精神に異常をきたした後のニーチェが、ピアノを弾いて心を慰めていたということ。そのことに、私自身が、心を慰められるような気がしました。愛しのフリードリヒに、心を慰める何かがあってよかった。書いて考えて闘うことは、彼にとって喜びでもあったかもしれないけど、苦しみでもあったはず。そういう意味で彼は、とても普通の人だったのかもしれません。だからこそ彼に、書いて考えて闘う以外の楽しみがあってよかった。そうでないと、あまりに辛すぎるもの。それまでさんざん闘って闘って、未来の私たちのぶんまで闘ってくれたんだから、晩年くらいおだやかな日々を送ったって、いいじゃない! 

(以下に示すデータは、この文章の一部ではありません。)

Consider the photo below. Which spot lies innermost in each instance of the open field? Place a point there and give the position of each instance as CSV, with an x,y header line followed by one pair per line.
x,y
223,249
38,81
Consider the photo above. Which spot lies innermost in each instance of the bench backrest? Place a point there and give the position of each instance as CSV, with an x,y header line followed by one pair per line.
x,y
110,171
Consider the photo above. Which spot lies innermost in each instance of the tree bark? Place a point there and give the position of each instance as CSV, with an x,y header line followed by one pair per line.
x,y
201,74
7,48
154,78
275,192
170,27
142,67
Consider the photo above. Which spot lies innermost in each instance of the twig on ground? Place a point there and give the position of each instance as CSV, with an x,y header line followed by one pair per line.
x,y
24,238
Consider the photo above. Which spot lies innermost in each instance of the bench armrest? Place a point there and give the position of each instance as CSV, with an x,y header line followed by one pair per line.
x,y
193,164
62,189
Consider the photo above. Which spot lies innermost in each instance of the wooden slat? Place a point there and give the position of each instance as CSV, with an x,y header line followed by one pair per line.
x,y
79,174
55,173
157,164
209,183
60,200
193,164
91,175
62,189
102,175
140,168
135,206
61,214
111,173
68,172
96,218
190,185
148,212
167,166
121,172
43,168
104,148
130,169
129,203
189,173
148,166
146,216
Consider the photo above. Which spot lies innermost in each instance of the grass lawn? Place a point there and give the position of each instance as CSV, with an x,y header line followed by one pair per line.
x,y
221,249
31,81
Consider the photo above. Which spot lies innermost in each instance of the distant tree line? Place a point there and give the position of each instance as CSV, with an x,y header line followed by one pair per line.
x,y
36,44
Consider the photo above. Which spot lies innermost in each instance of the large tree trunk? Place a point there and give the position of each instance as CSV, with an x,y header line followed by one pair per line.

そんなわけで、ショパンを(下手くそすぎるレベルで)弾きながら、フリードリヒを偲んだ私でした。(そんなピアノの譜面台には、ウメズのサインを安置中♪→こちら)。





◆ニーチェの音楽について。
 ・ニーチェが作曲した『マンフレート瞑想曲』(Manfred-Meditation)
 ダウンロードはこちら
 ・ニーチェの音楽作品について詳しいサイトは、こちら


◆以前、『この人を見よ』について書いた記事のリンク。
 「『この人を見よ』 フリードリヒ・ニーチェ


◆『ニーチェ・セレクション』(渡邊二郎・編/平凡社ライブラリー)より、以下抜粋。
ひとは残忍ということについて学び直し、目を開かなくてはならない。われわれが「より高次の文化」と呼ぶものはすべて、残忍を精神化し深化したところに成立してきている――これが私の命題である。(中略)この場合ももちろんひとは、残忍とは他人の苦悩を眺めるところに生ずるものだとしか教えることができなかった従来の愚劣な心理学を、追い払わねばならない。自分自身の苦悩、自分自身を苦しめるということにも、豊かな、あふれるほど豊かな楽しみがあるからである。(中略)最後に次の点をよく考慮してもらいたい。認識者でさえも、自分の精神を強制してむりやり、精神の性向に逆らって、また実にしばしば自分の心情の願望に逆らってまでも認識しようとするときには――つまり、肯定し愛し崇拝したいと思っているのに、否定を言うようなときには――、彼は、残忍の芸術家にして浄化変容者として君臨しているのであるという点である。すべてのものごとを深く根本的に突き止めるということがもうすでに、たえず仮象と皮相に向かおうとする精神の根本意志に対する暴行であり、嗜虐である。すべての認識欲のうちにもうすでに、一滴の残忍が含まれている。